The French National Assembly has passed a series of key amendments to the Proposition de loi relative à l’organisation, à la gestion et au financement du sport professionnel (Professional Sports Bill). While the legislative package primarily targets the structural governance, financial oversight, and media rights protection of professional athletic leagues, lawmakers have integrated strict consumer protections aimed directly at the online sports betting market.

The newly approved statutory provisions authorise the implementation of a mandatory loss-limit mechanism specifically tailored for young adults aged 18 to 25. The measure is designed to combat rising rates of intensive gambling and financial distress among younger demographics.
Targeted Safeguards for the Under-25 Demographic
Under the adopted framework, licensed sportsbook operators will be legally required to enforce age-specific loss thresholds on all user accounts within the designated youth bracket. The primary text of the bill does not define the exact monetary cap.

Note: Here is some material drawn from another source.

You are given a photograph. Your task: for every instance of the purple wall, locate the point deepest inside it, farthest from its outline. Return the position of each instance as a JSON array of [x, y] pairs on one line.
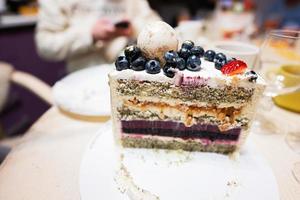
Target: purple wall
[[23, 108]]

Instead, the final financial parameters will be codified through upcoming secondary legislation following formal consultation with France’s national gambling regulator, the Autorité Nationale des Jeux (ANJ).
The regulatory input on these limits will be supervised by the newly appointed ANJ President, Pascal Chèvremont. The initiative has also received robust, public backing from outgoing ANJ President Isabelle Falque-Pierrotin, who underscored the absolute necessity of age-targeted intervention by pointing to alarming trends in youth participation.
“Two-thirds of under-25s have wagered on sports,” Falque-Pierrotin noted, referencing extensive regulatory data mapping the exposure of young adults to interactive betting apps.
The political momentum behind these financial controls intensified significantly as policymakers reviewed gambling data ahead of the 2026 FIFA World Cup. Anticipating that the international tournament would drive a massive surge in sports betting volumes, the National Assembly fast-tracked the safeguards to establish a robust legal safety net before the tournament begins.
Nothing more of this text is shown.